Since a connection $A$ on $P$ induces a covariant differential $\nabla$ on $E$, I would say that the Chern classes defined on $P$ is the same to the Chern classes defined on $E$.
Is the above statement correct?
I got confused because one can define the so-called adjoint bundle $ad(P)=P\times_{Ad}\mathfrak{g}$, where $Ad$ represents the adjoint action of $G$ acting on its own Lie algebra $\mathfrak{g}$. Such a bundle has typical fiber $\mathfrak{g}$ being the Lie algebra of its own structure group.

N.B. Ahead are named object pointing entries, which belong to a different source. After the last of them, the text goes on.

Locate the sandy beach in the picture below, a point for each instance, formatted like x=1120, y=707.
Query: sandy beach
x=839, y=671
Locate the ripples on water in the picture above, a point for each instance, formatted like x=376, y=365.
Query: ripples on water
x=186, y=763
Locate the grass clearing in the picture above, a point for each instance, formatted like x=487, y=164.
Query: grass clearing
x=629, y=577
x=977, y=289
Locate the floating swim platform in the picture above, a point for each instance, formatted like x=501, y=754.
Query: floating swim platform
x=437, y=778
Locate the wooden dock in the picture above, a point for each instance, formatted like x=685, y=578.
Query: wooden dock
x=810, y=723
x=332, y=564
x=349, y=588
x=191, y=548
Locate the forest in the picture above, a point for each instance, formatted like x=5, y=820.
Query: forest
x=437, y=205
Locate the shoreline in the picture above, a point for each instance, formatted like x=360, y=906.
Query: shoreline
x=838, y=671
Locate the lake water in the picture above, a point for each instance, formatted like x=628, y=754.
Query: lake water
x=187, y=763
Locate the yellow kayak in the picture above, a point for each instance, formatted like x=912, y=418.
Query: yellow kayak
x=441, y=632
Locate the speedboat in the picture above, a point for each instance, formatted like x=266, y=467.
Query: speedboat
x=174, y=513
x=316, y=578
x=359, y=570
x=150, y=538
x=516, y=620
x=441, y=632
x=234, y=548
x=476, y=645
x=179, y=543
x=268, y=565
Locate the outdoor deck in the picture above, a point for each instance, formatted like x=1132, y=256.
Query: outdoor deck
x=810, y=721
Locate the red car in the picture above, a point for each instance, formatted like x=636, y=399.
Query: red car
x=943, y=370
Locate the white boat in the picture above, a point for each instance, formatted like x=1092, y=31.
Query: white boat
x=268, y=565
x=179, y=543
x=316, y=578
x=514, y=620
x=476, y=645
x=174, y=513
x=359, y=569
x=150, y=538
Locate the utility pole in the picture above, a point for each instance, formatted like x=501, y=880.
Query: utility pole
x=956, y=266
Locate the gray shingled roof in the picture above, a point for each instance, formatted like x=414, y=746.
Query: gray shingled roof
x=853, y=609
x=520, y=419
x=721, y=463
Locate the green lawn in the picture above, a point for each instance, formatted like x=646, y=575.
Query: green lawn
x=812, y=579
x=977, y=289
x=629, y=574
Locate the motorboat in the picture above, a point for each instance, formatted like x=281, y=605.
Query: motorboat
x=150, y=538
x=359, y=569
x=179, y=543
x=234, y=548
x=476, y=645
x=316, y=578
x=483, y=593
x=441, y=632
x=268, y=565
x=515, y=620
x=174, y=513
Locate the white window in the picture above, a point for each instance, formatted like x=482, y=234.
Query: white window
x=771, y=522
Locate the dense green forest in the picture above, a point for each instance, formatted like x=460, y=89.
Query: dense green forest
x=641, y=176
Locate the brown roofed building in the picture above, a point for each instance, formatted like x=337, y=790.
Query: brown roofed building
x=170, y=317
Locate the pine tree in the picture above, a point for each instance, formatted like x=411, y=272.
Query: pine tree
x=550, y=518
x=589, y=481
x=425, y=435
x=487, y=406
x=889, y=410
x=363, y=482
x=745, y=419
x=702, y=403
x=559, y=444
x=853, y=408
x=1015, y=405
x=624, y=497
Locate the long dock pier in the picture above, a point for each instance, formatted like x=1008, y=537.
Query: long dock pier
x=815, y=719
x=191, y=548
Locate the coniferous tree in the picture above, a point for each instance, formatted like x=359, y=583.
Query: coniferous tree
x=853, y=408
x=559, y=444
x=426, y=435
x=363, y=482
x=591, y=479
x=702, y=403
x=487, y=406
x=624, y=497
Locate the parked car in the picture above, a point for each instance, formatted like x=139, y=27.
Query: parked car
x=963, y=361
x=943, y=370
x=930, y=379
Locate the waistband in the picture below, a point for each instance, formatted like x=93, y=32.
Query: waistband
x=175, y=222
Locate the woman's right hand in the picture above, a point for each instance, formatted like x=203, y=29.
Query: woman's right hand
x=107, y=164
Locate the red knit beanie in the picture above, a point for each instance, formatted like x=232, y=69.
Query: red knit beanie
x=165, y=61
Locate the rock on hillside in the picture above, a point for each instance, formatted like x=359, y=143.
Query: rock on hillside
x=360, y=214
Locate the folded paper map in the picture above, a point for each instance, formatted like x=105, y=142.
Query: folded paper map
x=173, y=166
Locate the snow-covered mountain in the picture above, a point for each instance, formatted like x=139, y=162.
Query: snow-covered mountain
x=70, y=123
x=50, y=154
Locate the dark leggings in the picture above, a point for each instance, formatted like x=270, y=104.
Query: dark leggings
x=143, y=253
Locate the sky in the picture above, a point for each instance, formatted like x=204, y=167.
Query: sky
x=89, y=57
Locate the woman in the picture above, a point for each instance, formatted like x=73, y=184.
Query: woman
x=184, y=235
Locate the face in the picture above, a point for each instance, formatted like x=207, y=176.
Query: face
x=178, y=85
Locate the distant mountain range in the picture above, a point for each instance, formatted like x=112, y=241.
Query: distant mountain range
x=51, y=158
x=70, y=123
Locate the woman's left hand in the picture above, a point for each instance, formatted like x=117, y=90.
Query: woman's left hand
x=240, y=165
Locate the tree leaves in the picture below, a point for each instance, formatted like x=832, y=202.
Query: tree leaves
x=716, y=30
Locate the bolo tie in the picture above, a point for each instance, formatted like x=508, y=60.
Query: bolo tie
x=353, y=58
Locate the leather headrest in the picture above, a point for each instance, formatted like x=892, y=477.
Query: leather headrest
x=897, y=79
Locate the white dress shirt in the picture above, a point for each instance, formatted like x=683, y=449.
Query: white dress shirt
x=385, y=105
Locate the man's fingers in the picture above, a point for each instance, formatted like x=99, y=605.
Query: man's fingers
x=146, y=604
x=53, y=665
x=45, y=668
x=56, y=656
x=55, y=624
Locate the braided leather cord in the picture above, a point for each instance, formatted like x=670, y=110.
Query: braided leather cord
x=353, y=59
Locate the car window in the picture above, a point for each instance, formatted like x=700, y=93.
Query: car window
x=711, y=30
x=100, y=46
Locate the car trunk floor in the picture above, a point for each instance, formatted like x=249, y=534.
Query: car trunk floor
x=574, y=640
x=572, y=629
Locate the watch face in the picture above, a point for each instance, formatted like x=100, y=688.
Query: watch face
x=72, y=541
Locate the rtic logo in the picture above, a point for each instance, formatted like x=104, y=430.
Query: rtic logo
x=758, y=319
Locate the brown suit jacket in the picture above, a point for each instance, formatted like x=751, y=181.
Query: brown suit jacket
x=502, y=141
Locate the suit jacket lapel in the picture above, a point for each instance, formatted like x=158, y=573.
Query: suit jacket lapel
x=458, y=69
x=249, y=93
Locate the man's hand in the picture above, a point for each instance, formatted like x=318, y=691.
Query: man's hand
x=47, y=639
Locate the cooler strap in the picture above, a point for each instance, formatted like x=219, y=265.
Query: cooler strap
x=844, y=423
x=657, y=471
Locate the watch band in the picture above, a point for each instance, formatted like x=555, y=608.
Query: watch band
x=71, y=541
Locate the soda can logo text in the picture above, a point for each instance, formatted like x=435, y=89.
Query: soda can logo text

Take the canonical line bundle over $\mathbb{CP}^{1}$ as an example. The total space of the principal bundle is $S^{3}$, which is non-trivial. However, starting from the principal bundle $S^{3}\rightarrow\mathbb{CP}^{1}$, the adjoint bundle seems to be $\mathbb{CP}^{1}\times\mathbb{R}$, which is trivial, because its structure group $U(1)$ is abelian and the first Stiefel-Whitney class is zero.
Now, both the trivial line bundle and the canonical line bundle are the associated vector bundle of the same hopf fibration, but the adjoint bundle doesn't even have a Chern class.
Is that really true that the Chern class $c_{i}(P)$ of a principal bundle is same to the Chern class $c_{i}(E)$ of its associated vector bundle $E$?
In general, under what situation will the Chern class of a principal $G$-bundle be same to the Chern class of any of associated complex vector bundle?